By CCHR
February 5, 2010
With drug giant GlaxoSmithKline (GSK) now stating it will abandon future antidepressant research, one can only wonder if the U.S. Food and Drug Administration (FDA) noted GSK’s CEO Andrew Witty’s admission that it is “hard to prove that a depression drug is working” because “patient improvement is measured by subjective mood surveys, and not by the clear-cut blood tests and biological measures used in other diseases.”
To put this in perspective, the head of GSK is pointing out an obvious flaw in the psycho/pharmaceutical cash cow of psychiatric drugs. There is no way to prove if a drug is working because there are no lab tests to prove anyone has a mental disorder in the first place—unlike medical diseases where blood and lab tests can show the effect of any drug upon the disease.
Given this statement, the next logical question is how did the FDA ever approve any psychiatric drug as safe and effective when the drug makers admit there is no proof of efficacy, only “subjective mood surveys.”
It seems the drug companies are catching on while the FDA is still promoting junk science in order to grant drug approval.
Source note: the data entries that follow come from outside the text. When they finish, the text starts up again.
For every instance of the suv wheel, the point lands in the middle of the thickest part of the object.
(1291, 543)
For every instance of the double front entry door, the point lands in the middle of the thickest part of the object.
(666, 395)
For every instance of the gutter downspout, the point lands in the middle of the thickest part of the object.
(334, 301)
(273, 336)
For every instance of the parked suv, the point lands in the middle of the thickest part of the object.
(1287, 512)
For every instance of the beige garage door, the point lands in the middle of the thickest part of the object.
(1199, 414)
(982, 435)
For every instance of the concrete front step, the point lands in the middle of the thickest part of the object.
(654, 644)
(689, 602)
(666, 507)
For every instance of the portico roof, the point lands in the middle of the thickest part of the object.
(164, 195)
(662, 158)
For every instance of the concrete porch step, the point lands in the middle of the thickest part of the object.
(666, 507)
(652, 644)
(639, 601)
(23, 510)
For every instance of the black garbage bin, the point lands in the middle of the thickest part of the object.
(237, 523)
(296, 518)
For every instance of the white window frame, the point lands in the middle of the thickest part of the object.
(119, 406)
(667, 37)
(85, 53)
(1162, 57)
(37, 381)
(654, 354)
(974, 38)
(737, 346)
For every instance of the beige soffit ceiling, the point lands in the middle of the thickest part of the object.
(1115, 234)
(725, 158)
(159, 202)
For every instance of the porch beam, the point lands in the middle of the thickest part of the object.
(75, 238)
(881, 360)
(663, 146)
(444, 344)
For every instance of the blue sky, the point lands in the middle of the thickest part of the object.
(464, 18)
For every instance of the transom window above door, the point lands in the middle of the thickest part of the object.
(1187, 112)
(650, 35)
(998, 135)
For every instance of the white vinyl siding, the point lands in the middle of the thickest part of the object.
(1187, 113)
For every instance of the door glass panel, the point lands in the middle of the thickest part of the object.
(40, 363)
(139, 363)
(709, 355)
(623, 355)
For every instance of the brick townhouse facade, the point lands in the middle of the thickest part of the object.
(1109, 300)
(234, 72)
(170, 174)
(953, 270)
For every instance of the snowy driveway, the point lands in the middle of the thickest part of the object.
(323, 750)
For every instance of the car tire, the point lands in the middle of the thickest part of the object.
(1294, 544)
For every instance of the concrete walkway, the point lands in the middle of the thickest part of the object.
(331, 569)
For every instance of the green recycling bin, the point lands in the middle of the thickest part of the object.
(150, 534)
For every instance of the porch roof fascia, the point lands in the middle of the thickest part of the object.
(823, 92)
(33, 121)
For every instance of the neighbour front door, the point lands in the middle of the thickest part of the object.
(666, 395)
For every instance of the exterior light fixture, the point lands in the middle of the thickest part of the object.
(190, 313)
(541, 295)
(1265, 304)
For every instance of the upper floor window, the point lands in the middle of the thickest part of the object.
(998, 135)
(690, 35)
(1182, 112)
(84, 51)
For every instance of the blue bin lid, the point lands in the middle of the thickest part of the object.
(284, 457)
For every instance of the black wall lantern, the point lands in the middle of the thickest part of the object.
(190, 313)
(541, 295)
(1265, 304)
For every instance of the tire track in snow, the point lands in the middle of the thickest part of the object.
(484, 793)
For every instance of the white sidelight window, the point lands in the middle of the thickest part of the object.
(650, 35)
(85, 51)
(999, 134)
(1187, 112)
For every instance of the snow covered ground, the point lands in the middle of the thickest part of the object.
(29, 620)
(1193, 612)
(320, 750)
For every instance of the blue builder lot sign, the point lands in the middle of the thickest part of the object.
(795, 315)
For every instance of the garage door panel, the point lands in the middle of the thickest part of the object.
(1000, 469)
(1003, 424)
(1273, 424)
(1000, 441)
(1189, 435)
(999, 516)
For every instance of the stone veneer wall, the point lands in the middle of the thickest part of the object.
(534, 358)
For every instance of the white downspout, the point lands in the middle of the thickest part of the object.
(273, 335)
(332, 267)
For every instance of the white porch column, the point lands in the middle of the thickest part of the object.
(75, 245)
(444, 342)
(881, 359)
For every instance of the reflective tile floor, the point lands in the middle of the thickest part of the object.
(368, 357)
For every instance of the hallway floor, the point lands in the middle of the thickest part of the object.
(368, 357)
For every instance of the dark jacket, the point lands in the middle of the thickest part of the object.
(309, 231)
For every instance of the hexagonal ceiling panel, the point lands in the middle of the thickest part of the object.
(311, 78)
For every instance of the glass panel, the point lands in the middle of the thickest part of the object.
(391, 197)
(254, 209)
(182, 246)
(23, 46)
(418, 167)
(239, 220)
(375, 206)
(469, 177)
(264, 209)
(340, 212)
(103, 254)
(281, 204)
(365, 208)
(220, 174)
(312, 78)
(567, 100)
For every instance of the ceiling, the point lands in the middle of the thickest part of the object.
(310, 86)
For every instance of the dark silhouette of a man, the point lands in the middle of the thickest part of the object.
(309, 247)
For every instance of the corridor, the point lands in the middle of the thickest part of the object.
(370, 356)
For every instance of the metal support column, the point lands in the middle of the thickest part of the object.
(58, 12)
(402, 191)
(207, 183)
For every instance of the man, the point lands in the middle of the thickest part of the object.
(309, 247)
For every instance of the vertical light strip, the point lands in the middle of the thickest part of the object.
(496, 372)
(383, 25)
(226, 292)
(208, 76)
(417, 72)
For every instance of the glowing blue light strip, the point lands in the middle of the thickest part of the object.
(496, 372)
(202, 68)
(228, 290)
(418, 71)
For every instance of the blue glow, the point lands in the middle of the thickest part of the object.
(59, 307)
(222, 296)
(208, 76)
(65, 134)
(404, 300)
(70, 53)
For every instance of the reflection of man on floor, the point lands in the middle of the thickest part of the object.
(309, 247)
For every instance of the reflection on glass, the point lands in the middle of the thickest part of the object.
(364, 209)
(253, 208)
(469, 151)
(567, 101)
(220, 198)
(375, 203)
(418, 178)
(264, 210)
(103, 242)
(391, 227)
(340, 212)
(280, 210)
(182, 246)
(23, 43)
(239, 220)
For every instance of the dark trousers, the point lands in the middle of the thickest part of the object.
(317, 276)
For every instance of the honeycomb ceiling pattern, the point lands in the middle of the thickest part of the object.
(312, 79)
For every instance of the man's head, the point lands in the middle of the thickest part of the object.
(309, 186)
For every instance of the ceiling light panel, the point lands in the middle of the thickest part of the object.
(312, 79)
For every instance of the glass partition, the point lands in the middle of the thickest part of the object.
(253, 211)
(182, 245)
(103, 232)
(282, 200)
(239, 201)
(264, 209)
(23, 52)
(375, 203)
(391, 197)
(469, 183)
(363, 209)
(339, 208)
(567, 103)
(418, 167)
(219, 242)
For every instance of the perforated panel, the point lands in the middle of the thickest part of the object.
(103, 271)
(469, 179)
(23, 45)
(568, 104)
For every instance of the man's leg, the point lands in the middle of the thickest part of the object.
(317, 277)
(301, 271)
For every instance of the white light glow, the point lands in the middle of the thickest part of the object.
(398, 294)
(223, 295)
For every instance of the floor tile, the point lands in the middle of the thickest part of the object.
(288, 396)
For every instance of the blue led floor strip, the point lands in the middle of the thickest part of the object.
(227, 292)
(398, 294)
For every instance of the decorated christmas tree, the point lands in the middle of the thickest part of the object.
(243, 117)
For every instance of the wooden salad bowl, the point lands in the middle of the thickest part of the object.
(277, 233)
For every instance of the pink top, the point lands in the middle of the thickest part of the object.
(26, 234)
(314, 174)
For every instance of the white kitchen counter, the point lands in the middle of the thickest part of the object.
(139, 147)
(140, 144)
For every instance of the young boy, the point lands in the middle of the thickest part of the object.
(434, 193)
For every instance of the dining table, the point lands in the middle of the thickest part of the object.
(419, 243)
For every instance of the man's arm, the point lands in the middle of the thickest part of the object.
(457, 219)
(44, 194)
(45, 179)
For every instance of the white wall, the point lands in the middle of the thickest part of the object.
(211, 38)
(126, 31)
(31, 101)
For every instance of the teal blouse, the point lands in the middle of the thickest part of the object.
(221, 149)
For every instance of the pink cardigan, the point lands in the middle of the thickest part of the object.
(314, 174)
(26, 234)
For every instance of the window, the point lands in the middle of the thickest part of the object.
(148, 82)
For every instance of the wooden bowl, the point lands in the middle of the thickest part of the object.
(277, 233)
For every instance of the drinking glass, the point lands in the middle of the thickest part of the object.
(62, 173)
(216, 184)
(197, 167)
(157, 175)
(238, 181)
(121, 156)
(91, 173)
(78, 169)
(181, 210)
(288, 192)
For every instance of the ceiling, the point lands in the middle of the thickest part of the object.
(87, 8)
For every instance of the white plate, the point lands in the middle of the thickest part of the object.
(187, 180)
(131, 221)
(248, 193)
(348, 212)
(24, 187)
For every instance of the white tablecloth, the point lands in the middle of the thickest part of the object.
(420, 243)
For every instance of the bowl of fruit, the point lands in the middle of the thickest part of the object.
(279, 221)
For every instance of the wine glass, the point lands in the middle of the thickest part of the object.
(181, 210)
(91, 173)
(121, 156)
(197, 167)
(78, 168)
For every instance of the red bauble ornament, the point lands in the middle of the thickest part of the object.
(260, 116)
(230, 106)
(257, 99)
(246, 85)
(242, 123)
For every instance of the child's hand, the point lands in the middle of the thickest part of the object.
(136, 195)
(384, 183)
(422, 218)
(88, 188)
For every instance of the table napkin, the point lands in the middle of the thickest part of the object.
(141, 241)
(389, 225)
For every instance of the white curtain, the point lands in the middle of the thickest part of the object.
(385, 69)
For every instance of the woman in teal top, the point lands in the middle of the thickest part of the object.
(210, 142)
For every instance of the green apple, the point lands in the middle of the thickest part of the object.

And that’s on top of the Journal of the American Medical Association (JAMA) landmark study published last month that found antidepressants no more effective than placebo. Add to that, 40% of antidepressant clinical trials have not been published because of negative results—they failed to show any significant benefit. So, even with a “subjective mood survey,” they can’t get the drug to make the mark. And the studies that did “prove” it did so, as Newsweek put it, for “the same reason why Disney’s Dumbo could initially fly only with a feather clutched in his trunk—believing makes it so.”
The FDA says: “Drugs must undergo a rigorous evaluation of safety, quality, and effectiveness before they can be sold.” Clearly, there is nothing rigorous about testing efficacy in antidepressants. GSK’s confession is on par with former American Psychiatric Association president, Steven Sharfstein admitting that there is no lab test to confirm a chemical imbalance in the brain. Reiterating this was his APA cohort Mark Graff, who told CBS Studio 2 that this theory was “probably drug industry derived”—in other words, a marketing ploy in the same vein as antidepressants are “effective.”
John Swann, Ph.D., historian at the FDA, once said: “To establish fraud, the bureau had to show that the manufacturer knew the product was worthless, and this proved difficult in many cases.”[i]
Well, FDA, if a drug company can admit what the FDA has known all along—that the efficacy of an antidepressant or any psychiatric drug is entirely subjective and, therefore, not based on science, how can the FDA continue to approve and condone the use of these drugs as “safe and effective?”
Instead of the potential fraud of a manufacturer, a more pertinent question we should be asking is this:
What if the government agency in charge of approving drugs, the FDA, knew a product was worthless and approved its use anyway? What happens then?